Prediabetes is a health condition in which your blood sugar is higher than normal (via Mayo Clinic). It is not high enough to be considered type 2 diabetes, but if not managed through diet and lifestyle changes, individuals with prediabetes will likely go on to get type 2 diabetes. According to the Centers for Disease Control and Prevention, about 88 million American adults have prediabetes. That's more than 1 in 3 people. Of those people, the majority don't even know they have it.

The exact cause of prediabetes is not known, but people with the condition don't properly process glucose, or sugar, anymore. Normally, when glucose enters the body through food, a hormone called insulin is released from the pancreas which moves the sugar from your bloodstream to the cells. When you have prediabetes, your pancreas may not make as much insulin or cells may become insulin resistant. As a result, sugar then builds up in the blood. If not treated, blood sugar will continue to rise over time and may result in type 2 diabetes.

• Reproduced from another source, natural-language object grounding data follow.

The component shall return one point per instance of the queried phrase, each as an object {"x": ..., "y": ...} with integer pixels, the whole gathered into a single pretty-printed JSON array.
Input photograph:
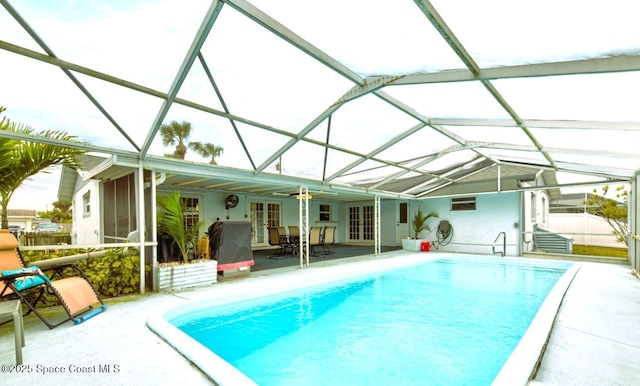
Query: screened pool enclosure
[{"x": 349, "y": 99}]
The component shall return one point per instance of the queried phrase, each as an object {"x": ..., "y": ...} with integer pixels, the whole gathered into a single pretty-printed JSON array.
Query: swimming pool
[{"x": 359, "y": 331}]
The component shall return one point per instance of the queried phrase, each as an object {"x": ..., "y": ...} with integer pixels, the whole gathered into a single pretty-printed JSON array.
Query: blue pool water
[{"x": 443, "y": 322}]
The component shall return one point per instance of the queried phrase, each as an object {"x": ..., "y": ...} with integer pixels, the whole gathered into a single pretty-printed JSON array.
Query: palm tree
[
  {"x": 171, "y": 222},
  {"x": 20, "y": 160},
  {"x": 175, "y": 133},
  {"x": 207, "y": 150}
]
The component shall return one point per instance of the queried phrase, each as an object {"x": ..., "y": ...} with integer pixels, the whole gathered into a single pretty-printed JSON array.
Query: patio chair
[
  {"x": 75, "y": 294},
  {"x": 328, "y": 238},
  {"x": 275, "y": 239}
]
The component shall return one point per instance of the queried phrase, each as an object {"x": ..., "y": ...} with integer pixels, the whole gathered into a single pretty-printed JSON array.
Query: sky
[
  {"x": 37, "y": 193},
  {"x": 145, "y": 41}
]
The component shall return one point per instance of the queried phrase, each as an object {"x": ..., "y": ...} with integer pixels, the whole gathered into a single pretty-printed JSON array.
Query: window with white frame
[
  {"x": 86, "y": 204},
  {"x": 324, "y": 212},
  {"x": 463, "y": 203}
]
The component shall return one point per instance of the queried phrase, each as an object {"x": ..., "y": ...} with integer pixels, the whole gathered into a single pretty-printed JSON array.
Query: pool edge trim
[{"x": 523, "y": 361}]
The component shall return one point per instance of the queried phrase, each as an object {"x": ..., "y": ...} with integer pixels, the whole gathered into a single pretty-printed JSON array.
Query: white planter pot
[{"x": 181, "y": 276}]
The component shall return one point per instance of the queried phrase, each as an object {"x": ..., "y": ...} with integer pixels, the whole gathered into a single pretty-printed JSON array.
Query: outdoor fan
[{"x": 231, "y": 201}]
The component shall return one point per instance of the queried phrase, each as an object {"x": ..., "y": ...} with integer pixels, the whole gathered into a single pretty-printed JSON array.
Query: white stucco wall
[
  {"x": 476, "y": 230},
  {"x": 86, "y": 228}
]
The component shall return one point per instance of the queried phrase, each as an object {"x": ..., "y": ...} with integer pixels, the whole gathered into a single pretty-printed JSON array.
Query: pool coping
[
  {"x": 521, "y": 365},
  {"x": 517, "y": 370}
]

Risk factors and treatment options for type 2 diabetes

Prediabetes predisposes you to a number of health risks in addition to type 2 diabetes, including an increased chance of heart disease, stroke, and kidney damage (via Mayo Clinic). Many people with prediabetes don't have any symptoms so it usually goes unnoticed until health issues like type 2 diabetes present.

Risk factors for prediabetes include being overweight, being 45 or older, having a family member with type 2 diabetes, being physically inactive less than three times per week, a history of gestational diabetes, and having polycystic ovary syndrome (PCOS). Black and Latinx Americans, as well as Native Americans, Pacific Islanders, and Asian Americans are at an increased risk of prediabetes.

Prediabetes can be treated with lifestyle changes (via Cleveland Clinic). One of the first things you can do is lose weight. Shedding just 5 to 7% of your body weight can significantly improve your health. Aim to eat a healthy diet and get regular physical activity. Ideally, you should be exercising 30 minutes a day for five days a week. Quitting smoking, limiting alcohol consumption, and managing stress will also reduce the risk of health complications.